27 Şubat 2009 Cuma

GUUS KURALLARI


















Bizim basının en sevdiği hadiselerdir bu "yeni gelen hocanın disiplin şovu haberleri". Zamanında Mustafa Denizli'nin yerine gelen WernerLorant için "antrenmanda kafalardaki bereleri çıkartarak nasıl bir disiplin timsali olduğunu gösterdi" şeklinde haber yapmış bir ülke basınından bahsediyoruz. Aynı basın geçen sene Feldkamp'ın antrenmanda Lincoln'e düdük fırlattığını, bu sene Aragones'in disiplin rüzgarlarını estirdiğini yazıp durdu. Tabi bunları yazan basın 3 ay sonra takımda işler kötüye gidince bu kazları "disiplin amacıyla aldığı tedbirler oyuncularla kendisinin arasını açtı ve birlik beraberliği bozdu"ya çeviriyor. İşler iyi giderse "disiplinin eseri kötü giderse "diktatörce uygulamalar". Her seferinde de yediğimizi sanıyorlar ya ona tav oluyorum. Bülent Korkmaz'ın göreve gelişinin ertesi günü futbolcularla Feldkamp'ın toplantı yaptığı salona kapıyı çarparak girip nutuk çektiği yazıldı. Benim bildiğim Bülent Korkmaz hiçbir yere kapıyı çarparak girmez. Onun "deli"liği 105'e 68'lik alan içindedir. Kaldı ki bunu alıp yine "Bülent ilk idmanda fırtına estirdi" haberini yaparak bilmem kaçıncı kez bizi enayi yerine koymaya çalışanlar ayrı bir inceleme konusu.

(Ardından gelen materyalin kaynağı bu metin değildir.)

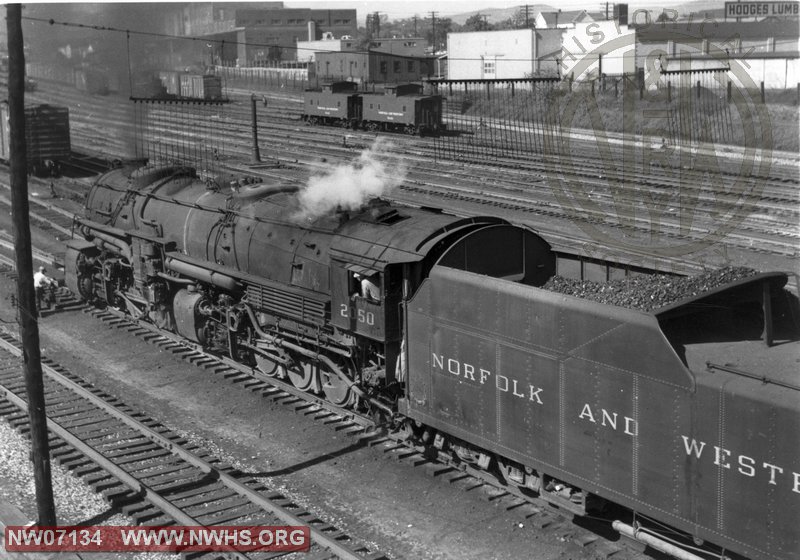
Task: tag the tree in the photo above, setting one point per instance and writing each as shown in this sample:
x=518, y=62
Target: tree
x=442, y=28
x=477, y=22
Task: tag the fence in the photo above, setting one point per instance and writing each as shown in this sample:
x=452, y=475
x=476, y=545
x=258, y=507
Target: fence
x=489, y=119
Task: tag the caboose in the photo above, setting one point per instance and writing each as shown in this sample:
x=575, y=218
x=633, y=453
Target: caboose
x=337, y=103
x=402, y=108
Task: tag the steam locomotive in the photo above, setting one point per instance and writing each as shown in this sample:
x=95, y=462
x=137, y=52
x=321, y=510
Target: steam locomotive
x=688, y=415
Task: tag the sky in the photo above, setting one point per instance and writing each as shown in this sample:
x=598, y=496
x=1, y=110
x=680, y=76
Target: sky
x=395, y=9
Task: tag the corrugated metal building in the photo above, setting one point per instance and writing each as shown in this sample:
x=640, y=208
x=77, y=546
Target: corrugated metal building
x=372, y=67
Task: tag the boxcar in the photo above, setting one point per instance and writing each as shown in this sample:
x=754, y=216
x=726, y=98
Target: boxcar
x=198, y=86
x=46, y=136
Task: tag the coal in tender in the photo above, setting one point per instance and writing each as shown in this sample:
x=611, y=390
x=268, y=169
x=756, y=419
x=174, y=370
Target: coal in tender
x=647, y=292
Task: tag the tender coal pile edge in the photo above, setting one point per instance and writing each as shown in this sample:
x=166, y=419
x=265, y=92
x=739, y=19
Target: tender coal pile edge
x=647, y=292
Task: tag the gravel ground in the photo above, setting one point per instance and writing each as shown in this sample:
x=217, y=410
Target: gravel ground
x=400, y=509
x=76, y=502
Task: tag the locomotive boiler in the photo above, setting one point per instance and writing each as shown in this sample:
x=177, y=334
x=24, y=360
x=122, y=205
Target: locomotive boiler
x=687, y=414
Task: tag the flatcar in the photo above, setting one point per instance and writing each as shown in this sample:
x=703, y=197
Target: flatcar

Her şeye rağmen göreve geldiği takımda bu tür bir istibdat yönetimine başvuran hocalar da yok değil. Bunu bir tarz olarak kullanıyorlar. Passarella 1998 Dünya Kupası hazırlıkları sırasında saçı uzun olan Arjantinli oyuncuyu kadroya almayacağını açıklamıştı. Bunun üzerine "bu saçlar kaç sene de uzadı arkadaş biliyo musun sen?" diye itiraz eden Claudio Caniggia kadroya alınmamıştı. Ben bu tür önlemlerin biraz abes olduğunu düşünüyorum. Örneğin Bülent Timurlenk'in bu konuda Guardiola Kanunları ile ilgili bir yazısı vardı. Messi'nin PLay Station tutkusunun Guardiola tarafından sınırlandığı belirtiliyordu.Halbuki Rijkaard'ın kadrosunun disiplin sorunu olduğunu düşünmüyordum, zira aynı kadro 2 sene boyunca fırtına gibi esmiş ve Avrupa'nın zirvesine çıkmıştı. Şahsi kanaatim bu tür değişikliklerin bir tür göstermelik "ben geldim" şovu olduğu yönünde. Tabi takımın durumu çok lakayıtsa önlem alınması kaçınılmaz. Aynen Alex Ferguson'un göreve ilk geldiği günlerde Manchester United kadrosundaki adamların içki dolabını teftişten geçirmesi gibi. Paul McGrath maçlara içkili çıkıyordu örneğin. Guus Hiddink de görünüşe göre aynı yoldan gidiyor. Chelsea'li oyunculara uymaları gereken kurallarla ilgili bir mektup ulaştırılmış. Mektupta oyuncuların maçlara gidiş-geliş sırasında mutlaka kulübün resmi takım elbisesini ve kravatını giymesi, antrenmana geç kalan oyunculara ceza, antrenman ve fitness programları ile ilgili kurallar içeriyor. Hiddink 1-0 kazanılan Juventus maçı sonrası takımın kondisyonundan memnun olmadığını belirtmişti. Bu takım elbise hadisesini özellikle Scolari'den sonra destekliyorum. Brezilyalı pazar sabahı bakkala gazete almaya giden 3 çocuklu aile babası gibi havalı eşofmanlarla oturuyordu kenarda. Tabi Hiddink'in bu önlemleri biraz da Hollanda'lı olmasından. Hollanda kulüplerinin akademilerinde, akademiye başlayan her gence girer girmez uyması gereken kuralarla ilgili bir kitapçık verilir. Tabi "Çar"ın bu kravat diktesi Abramovich'e işlemez. Rus, her maçta kot pantolon üstüne bir ceket atıp maça geliyor. Kadıköy-Yakacık minibüsüne şöför olsa hiç sırıtmaz.

2 yorum:

Adsız dedi ki...

abramovich gencliginde malcolm in the middle da oynayan veletlere benziyormus...

varol döken dedi ki...

kadıköy-yakacık değil, dudullu-hadımköy!